We gravely underestimate the need for margin. We behave as if it is optional, but it isn’t.

Especially if you want to make the most of your time.

Which is counter-intuitive, isn’t it? I mean, to be more effective and productive, you should go go go and do do do, right? Maybe, for a short season. But generally, you will be much more effective by establishing margin regularly for yourself.

Margin is the white space that allows you to rest and breathe and move and focus and prepare and be intentional with your time and effort.

And yet we see it as an extra 15 minutes we could (and should) be doing something!

Yet statements like that only point out how flawed our perspective is. We think we can get everything done.


You won’t get everything done. Instead, you will wear yourself out doing extra tasks because you’re driven or feel obligated to do so.

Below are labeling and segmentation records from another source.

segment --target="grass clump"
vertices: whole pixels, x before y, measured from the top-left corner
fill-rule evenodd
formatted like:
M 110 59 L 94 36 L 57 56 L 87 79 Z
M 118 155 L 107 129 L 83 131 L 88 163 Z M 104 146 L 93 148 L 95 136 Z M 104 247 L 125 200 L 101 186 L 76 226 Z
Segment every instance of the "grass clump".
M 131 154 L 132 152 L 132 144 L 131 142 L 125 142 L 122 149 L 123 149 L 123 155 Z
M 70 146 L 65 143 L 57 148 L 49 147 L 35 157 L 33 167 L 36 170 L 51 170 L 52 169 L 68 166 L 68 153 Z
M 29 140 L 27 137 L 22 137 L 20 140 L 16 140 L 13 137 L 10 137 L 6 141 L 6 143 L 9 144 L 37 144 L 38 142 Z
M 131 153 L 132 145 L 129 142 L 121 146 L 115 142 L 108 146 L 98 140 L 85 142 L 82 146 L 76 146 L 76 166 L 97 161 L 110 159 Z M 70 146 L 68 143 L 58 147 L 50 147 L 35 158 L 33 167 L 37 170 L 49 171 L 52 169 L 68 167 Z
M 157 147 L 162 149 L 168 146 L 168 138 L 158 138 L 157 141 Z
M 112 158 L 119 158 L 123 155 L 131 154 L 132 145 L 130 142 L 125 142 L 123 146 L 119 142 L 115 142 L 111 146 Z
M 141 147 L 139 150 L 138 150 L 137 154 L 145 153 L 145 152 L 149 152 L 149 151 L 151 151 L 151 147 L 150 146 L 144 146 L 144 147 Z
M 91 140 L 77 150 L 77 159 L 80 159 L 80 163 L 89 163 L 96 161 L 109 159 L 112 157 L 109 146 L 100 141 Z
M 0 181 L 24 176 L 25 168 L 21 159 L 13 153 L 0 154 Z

And now you’re weary, exhausted, cranky, depressed, physically ill, dehydrated, scatter-brained — as well as entirely unproductive.

Doesn’t that sound like fun? Now let’s do it again tomorrow. If you had only worked a little harder, you could have gotten it all done, right?

No! Instead, block off strategic blocks of time for you to recover and rest and prepare and plan for the next burst of productivity and growth. This theme is prevalent in the lives of people who have been very successful long term.

Besides being more productive (which is pointless if there is no higher purpose in your work), life is more enjoyable with margins. You know — enough white space around the important things so they stand out boldly and uncluttered and get our full attention.

Try to thoroughly grasp this concept. Try to imagine your life without busy hurrying, and instead with slow, intentional strides in the direction you need to go.

You just might agree that in order to accomplish more and better focus what time and energy you do have, you must intentionally leave plenty of margin.

Evaluate the margin in your life right now. Is it a good amount? Why or why not?